Note: This article applies to Citrix SD-WAN WANOP.
The following are high level troubleshooting steps for WCCP cluster deployment issues:
Verify the following:
Has deployment planning been performed? Refer to Citrix Documentation - Preparing for Your Deployment for more information.
Has the number and models of the CloudBridge appliance been determined? Refer to Citrix Documentation - Selecting Appliances for more information.
Have the two WCCP Service Group (SG) been selected? Refer to Citrix Documentation - Quick Start WCCP Clustering Guide for more information.
Has the router been configured? Refer to Citrix Citrix Documentation - Configuring the Router and Quick Start WCCP Clustering Guide for more information.
Have the CloudBridge WCCP configuration been determined, especially MaskValue, DC algorithm, and forwarding method?
Refer to Citrix Documentation - Load-Balancing in the WCCP Cluster, Assigning Buckets to Appliances and Quick Start WCCP Clustering Guide for more information.
Have the CloudBridge appliances and routers been configured? Refer to Citrix Documentation - Limitations and Quick Start WCCP Clustering Guide for more information.
Is there connectivity between these devices? Refer to Citrix Documentation - Testing and Troubleshooting for more information.
If there are multiple routers, focus on a single router and verify the following on that router then repeat for any additional routers one at a time.
Pick a CloudBridge appliance that is a member of the WCCP cluster.
Go to the WCCP Monitoring page called Cache Status under Monitoring > Appliance Performance > WCCP as shown in the following screen shot.
Examine the specific SG pair.
If the status shows as Has Assignment then go to Step 5.
Verify the appliance’s router status under Monitoring > Appliance Performance > WCCP Cache Status. Refer to the status in Table 1 - Router Status Field on WCCP Monitoring Page.
This status page does not automatically refresh, so a manual refresh is required to determine the latest status.
If it has a Blue text as described in Table 1 - Router Status Field on WCCP Monitoring Page, then it is an SG configuration error. Determine the cause of the error and correct it.
The following are two examples:
WCCP might be disabled.
The interface selected in the SG configuration is incorrect.
If the table entry has a notification, then verify the appliance’s notifications and look up that condition in Table 2 - WCCP Notifications. This table describes the problem and possible corrections. Correct the condition. Refer to CTX200319 and CTX200412 for more information.
If the CloudBridge appliance WCCP monitoring status page has the selected router and SG pair with a "No response from Router" status then the possible reasons and corrections for this failure are listed in this point. The following are the log messages:
If there is no connectivity to the router, then perform the following steps:
Ping the router from the CloudBridge appliance’s traffic interface used in the configuration, such as apA.
Verify if the interface is enabled and if the correct interface is selected.
If the router is on the same subnet as the interface, and ping fails, then examine wiring or any intermediate switch.

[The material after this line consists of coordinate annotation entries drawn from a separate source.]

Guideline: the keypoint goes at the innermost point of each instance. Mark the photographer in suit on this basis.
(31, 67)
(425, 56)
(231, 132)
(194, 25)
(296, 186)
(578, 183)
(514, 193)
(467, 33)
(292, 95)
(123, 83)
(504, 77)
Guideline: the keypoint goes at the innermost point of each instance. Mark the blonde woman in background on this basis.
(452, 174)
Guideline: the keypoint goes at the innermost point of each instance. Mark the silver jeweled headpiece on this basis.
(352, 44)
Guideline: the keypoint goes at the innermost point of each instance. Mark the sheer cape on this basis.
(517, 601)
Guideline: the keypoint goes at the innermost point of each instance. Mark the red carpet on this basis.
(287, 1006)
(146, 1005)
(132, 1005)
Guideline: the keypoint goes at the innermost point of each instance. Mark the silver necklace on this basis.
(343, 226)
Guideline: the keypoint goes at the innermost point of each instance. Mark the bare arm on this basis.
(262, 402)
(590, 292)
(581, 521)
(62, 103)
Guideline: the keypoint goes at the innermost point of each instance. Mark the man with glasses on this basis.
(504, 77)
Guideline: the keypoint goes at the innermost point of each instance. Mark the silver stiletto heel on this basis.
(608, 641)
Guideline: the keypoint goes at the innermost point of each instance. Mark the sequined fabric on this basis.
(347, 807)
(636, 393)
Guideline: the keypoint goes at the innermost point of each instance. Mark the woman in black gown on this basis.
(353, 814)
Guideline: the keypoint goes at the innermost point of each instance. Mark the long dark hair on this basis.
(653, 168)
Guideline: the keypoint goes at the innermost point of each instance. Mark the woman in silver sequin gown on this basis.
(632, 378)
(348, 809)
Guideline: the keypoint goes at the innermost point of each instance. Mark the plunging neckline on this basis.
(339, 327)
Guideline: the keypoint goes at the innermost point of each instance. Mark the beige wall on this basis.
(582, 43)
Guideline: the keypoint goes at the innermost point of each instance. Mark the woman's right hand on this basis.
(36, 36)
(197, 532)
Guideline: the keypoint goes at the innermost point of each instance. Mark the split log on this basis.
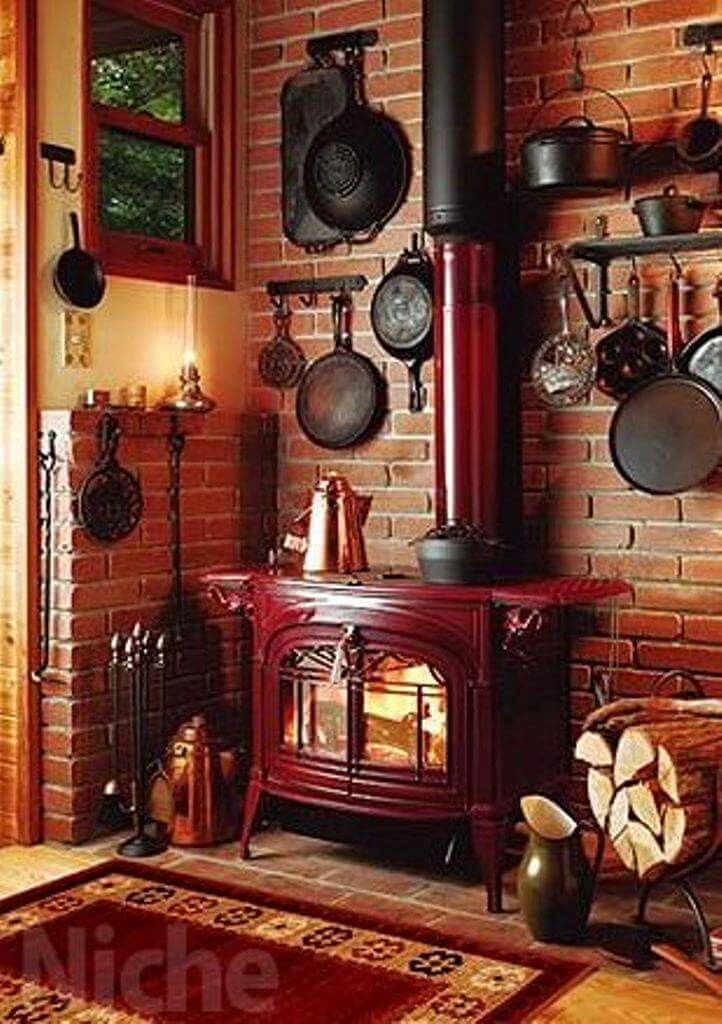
(656, 799)
(643, 805)
(594, 750)
(650, 708)
(619, 814)
(600, 792)
(625, 849)
(649, 856)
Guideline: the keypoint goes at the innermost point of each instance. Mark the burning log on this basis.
(652, 778)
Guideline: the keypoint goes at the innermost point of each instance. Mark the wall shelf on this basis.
(602, 251)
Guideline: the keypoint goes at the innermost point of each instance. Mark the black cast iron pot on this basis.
(578, 157)
(670, 213)
(457, 553)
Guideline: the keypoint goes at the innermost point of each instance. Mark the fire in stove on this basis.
(395, 707)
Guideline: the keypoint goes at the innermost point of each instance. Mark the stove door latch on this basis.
(347, 657)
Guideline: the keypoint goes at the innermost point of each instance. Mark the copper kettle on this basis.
(333, 527)
(201, 774)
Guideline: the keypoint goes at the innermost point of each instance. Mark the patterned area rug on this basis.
(125, 943)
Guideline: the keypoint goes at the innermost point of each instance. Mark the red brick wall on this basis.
(577, 505)
(227, 500)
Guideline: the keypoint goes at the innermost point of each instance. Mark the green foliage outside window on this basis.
(147, 80)
(144, 183)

Correct the condition.
If the router is on a different subnet, then the interface on any appliance other than a CloudBridge4000/5000 needs a default gateway on the interface, or on the NetScaler component is a CloudBridge4000/5000 appliance then a static route.
In either case ping the gateway and then on that gateway device ping the router. Might be the router needs a static route for the route back to the appliance.
The router has learned SG characteristics from another CloudBridge appliance, and this appliances does not match. Possible items are Password, Priority, Protocol, a reversal of WAN and LAN SGs and hence the direction is a mismatch. An unlikely possibility is that there are already 32 caches in the SG. Correct this appliance’s configuration.
If the status is "SG has socket send error", a reboot of the appliance should resolve this issue. If the issue persists, collect the support bundle and contact Citrix technical support. Refer to Citrix Documentation - Generating a Tar Archive for Technical Support for more information.
If the status is "Needs Assignment" or "Waiting for DC to Assign", this might be temporary, however, if this condition continues (beyond a minute), then the Designated Cache (DC) has decided not to provide an assignment to the router on behalf of this appliances. In this case, go to the WCCP router's monitoring page (Monitoring > Appliance Performance > WCCP (Cache x) > Routers), as shown in the following screen shot. From this page determine the DC. Then examine that DC appliance and view the logs to determine why the DC did not assign any mask elements to the original CloudBridge appliance that has the "Needs Assignment" router status. (It is possible that the original appliance is the DC and it did not give itself an assignment.)
Generally the reason is that the "Mask Value" has too few bits that are set, effectively it is too small so there are not enough mask elements to distribute to all SG members (see the following screen shots).
Another reason is that the appliance does not have the same release as the DC. If there is no DC after a few minutes, then:
- Take a PCAP trace of the cache with the lowest IP address, and also another cache of the SG pair.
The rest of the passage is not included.